What of averting Alzheimer's through a combinatorial approach? (1)the right kind of speed-enhancing exercises (2) the right personal mix of memory compounds (3) partioning and uploading of memory into a digital substrate, then re-population of memory into new brain tissue or asynchronous storage unit - o.k., the latter is not possible yet...

That's just a few of the business examples. Welcome to the brave new world.


Boosting Our Gray Matter - Business Week, 8/20/07

Bright idea or not, brain enhancements may become as available—and compulsory—as software updates

There's a famous scene in the sci-fi film The Matrix where the heroine, Trinity, learns to fly a helicopter by uploading instructions straight to her brain. Neuroscientists would love to master that trick so they could help patients suffering from brain injuries and diseases.


In fact, in animal experiments, scientists are already tackling all aspects of brain repair and enhancement, using electronic implants and biological techniques to boost memory and other functions. A few labs have even given human test subjects the ability to control a computer cursor with their thoughts.

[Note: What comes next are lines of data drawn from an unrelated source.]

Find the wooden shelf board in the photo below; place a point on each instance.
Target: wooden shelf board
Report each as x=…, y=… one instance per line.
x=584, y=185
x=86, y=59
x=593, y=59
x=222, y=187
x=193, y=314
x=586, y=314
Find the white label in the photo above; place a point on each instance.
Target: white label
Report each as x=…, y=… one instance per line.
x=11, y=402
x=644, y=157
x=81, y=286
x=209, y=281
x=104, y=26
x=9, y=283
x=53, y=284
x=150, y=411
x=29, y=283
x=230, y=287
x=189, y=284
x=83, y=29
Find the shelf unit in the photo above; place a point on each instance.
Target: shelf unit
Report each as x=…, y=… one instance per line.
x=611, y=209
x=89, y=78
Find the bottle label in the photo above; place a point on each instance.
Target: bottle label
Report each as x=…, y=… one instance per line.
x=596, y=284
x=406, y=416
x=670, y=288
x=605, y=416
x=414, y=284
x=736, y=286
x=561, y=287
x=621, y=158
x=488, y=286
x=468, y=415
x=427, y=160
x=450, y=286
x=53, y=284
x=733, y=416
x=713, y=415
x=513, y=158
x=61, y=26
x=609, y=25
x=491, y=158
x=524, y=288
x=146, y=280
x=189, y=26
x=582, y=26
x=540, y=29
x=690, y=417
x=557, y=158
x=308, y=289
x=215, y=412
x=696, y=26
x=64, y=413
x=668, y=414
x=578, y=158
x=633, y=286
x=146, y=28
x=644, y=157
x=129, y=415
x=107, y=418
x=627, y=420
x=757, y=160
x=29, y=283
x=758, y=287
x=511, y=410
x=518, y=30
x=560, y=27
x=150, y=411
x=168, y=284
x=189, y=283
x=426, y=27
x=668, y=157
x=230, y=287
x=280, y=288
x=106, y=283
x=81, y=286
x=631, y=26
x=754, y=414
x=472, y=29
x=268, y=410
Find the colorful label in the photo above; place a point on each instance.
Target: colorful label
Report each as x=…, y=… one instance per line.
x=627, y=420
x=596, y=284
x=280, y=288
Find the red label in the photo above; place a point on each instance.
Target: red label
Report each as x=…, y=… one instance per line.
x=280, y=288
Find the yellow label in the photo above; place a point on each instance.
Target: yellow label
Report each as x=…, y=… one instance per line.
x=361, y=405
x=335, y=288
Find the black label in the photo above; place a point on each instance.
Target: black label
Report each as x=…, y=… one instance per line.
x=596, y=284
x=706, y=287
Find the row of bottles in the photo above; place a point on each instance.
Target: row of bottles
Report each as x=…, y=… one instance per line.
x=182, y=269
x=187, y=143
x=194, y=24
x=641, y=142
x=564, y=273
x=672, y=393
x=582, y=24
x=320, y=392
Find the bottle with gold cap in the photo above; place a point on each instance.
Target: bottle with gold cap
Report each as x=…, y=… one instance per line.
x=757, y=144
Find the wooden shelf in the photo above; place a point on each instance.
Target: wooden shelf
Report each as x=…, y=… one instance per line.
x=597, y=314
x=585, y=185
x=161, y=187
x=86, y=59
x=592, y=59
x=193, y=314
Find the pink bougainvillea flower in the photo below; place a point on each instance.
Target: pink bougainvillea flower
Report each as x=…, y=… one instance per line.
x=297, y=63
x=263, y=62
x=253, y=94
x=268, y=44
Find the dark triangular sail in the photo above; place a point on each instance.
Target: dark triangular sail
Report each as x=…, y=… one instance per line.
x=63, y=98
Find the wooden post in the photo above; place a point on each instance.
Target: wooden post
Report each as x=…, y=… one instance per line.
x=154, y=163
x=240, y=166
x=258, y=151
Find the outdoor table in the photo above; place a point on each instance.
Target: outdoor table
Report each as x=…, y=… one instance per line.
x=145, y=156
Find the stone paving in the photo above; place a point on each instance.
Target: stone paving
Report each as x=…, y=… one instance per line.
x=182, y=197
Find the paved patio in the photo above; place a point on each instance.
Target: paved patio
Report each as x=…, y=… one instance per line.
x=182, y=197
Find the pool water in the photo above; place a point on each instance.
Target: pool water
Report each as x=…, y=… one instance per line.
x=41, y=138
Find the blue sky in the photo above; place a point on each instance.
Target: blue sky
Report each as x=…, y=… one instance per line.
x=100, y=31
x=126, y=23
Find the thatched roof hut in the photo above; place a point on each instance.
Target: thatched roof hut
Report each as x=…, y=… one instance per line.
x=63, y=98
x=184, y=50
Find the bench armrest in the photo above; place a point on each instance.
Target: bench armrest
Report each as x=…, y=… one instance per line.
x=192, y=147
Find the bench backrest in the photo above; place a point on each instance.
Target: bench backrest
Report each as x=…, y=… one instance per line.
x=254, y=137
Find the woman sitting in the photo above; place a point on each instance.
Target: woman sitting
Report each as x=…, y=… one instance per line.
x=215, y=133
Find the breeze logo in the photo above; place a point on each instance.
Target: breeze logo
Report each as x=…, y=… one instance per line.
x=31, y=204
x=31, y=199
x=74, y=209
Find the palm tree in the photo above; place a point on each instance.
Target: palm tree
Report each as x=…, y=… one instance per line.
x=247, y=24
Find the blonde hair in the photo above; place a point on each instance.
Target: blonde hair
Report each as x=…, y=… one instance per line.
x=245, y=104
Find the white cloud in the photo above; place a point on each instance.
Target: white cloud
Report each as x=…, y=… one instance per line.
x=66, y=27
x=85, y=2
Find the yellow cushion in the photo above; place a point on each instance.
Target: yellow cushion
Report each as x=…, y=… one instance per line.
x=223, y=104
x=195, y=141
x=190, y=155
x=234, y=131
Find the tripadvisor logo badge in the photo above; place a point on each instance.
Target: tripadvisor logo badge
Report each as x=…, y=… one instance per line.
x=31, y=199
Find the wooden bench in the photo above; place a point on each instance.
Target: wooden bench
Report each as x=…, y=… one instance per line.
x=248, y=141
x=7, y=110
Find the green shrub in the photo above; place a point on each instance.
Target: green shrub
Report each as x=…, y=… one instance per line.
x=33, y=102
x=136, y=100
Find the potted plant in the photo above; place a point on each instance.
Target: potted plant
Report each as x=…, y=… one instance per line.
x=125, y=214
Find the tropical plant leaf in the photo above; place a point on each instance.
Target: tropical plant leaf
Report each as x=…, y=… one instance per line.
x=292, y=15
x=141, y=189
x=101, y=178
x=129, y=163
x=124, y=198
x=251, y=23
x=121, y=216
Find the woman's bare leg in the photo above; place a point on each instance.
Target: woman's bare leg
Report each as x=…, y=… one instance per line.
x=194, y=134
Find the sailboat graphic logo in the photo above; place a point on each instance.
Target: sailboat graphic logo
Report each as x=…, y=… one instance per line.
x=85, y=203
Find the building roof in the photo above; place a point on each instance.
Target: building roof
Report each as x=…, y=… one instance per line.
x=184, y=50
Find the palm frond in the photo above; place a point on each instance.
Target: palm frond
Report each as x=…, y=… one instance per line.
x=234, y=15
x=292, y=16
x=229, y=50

There's no telling how today's research will change the world of work in 10 or 20 years' time. But once the tools and techniques are perfected, there's little question competitive individuals will get swept up in a race to expand their brain capacity. As that gets under way, it's destined to overturn today's paradigm of cubicled executives laboring on laptops, palm devices, and cell phones, besieged by constant software updates.

Perhaps the electronically augmented executive in 2025 will be able to absorb whole new fields of information by beaming it, Matrix-style, straight to circuits in his modified cortex. But even this scenario probably understates the workplace revolution that lies ahead. If you think Wi-Fi, BlackBerries, blogs, social networks, and Second Life are changing the way we work, wait until you see what enhanced cognitive equipment can do.

Medical scientists today spend little time dreaming about enhanced humans. They're too busy aiding the ill or injured, trying to reverse the ravages of Parkinson's disease or struggling to help patients cope with anxiety or depression. But where demand exists, supply follows. "Anything for therapeutic purposes has the potential to be used for the improvement of normal people," says Arthur L. Caplan, professor of medical ethics at the University of Pennsylvania.

This prospect raises some troublesome ethical issues. Many people are put off by the notion of physically bettering the brainthe root of thought, personality, individuality, and human nature itself. And some ethicists question the wisdom of handing new brain tools over to society so that privileged individuals can exploit them to get even further ahead of everyone else.

Other scientists don't see the harm. If the cost of advanced brain technologies drops quickly and the surgical risks become less dire, people may request brain chips as casually as they receive a shot of Botox. And if that enhances their performance, then customers and clients are bound to share in the benefits. "Don't we want our medical interns and pilots to have optimal brain function?" asks James J. Hughes, a professor of health policy at Trinity College in Hartford, Conn. "Wouldn't that be an obligation of the job?" It's a good question for our grandchildren to ponder, with their medically enhanced minds.